A Multicenter Study of the Efficacy and Safety of Xyrem With an Open- Label Pharmacokinetic Evaluation and Safety Extension in Pediatric Subjects With Narcolepsy With Cataplexy
Study Details
Study Description
Brief Summary
The purpose of this trial is to assess the efficacy and safety of Xyrem in pediatrics subjects with narcolepsy that includes cataplexy.

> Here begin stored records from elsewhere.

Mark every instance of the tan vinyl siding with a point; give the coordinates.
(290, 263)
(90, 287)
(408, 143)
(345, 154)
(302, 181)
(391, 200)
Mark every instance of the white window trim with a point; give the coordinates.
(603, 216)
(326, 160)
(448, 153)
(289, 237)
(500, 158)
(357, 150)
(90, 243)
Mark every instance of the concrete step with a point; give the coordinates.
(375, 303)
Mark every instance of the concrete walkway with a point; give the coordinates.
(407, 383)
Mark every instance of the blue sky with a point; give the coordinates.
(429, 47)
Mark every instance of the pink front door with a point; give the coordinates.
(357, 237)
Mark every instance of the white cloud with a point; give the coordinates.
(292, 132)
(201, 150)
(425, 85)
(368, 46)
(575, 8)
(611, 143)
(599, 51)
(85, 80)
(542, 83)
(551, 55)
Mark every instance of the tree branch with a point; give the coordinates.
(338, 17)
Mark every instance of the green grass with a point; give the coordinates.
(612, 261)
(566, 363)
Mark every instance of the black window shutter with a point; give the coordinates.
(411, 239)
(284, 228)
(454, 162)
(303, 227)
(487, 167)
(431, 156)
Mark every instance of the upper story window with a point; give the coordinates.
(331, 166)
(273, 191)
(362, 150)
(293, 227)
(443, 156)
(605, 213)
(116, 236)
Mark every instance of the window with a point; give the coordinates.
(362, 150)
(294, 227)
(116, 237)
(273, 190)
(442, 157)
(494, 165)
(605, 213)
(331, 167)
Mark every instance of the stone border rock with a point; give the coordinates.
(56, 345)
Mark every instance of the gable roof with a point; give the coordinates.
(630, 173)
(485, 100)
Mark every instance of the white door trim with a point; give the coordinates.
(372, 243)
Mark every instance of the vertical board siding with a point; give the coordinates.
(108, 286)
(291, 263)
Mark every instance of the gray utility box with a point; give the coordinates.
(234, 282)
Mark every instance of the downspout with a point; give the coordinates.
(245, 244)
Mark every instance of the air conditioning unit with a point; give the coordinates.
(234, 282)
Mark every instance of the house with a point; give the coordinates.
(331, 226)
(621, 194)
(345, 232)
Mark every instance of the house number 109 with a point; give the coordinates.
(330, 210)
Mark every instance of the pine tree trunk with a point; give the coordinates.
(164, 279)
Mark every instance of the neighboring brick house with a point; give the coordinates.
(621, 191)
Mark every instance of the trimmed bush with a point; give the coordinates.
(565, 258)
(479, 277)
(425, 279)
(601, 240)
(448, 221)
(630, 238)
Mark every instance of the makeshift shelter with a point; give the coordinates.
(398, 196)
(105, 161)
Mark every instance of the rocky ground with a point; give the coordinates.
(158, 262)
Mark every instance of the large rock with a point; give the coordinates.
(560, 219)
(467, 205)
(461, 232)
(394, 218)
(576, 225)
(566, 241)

Condition or Disease | Intervention/Treatment | Phase |
---|---|---|
Phase 3 |
Study Design
Arms and Interventions
Arm | Intervention/Treatment |
---|---|
Experimental: Xyrem Active Xyrem at a dose ≤9 g/night |
Drug: Xyrem
|
Placebo Comparator: Xyrem Placebo Xyrem placebo at a volume and regimen equivalent to the stable dose of Xyrem. |
Drug: Xyrem
|
Outcome Measures
Primary Outcome Measures
- Change in Weekly Number of Cataplexy Attacks [From the end of the Stable Dose Period to the end of the Double-blind Treatment Period (2 weeks)]
Double-blind comparison of the change in weekly number of cataplexy attacks from the last 2 weeks of the Stable Dose Period to the 2 weeks of the Double-blind Treatment Period.
Secondary Outcome Measures
- Clinical Global Impression of Change (CGIc) for Cataplexy Severity [From the end of the Stable Dose Period to the end of the Double-blind Treatment Period (2 weeks)]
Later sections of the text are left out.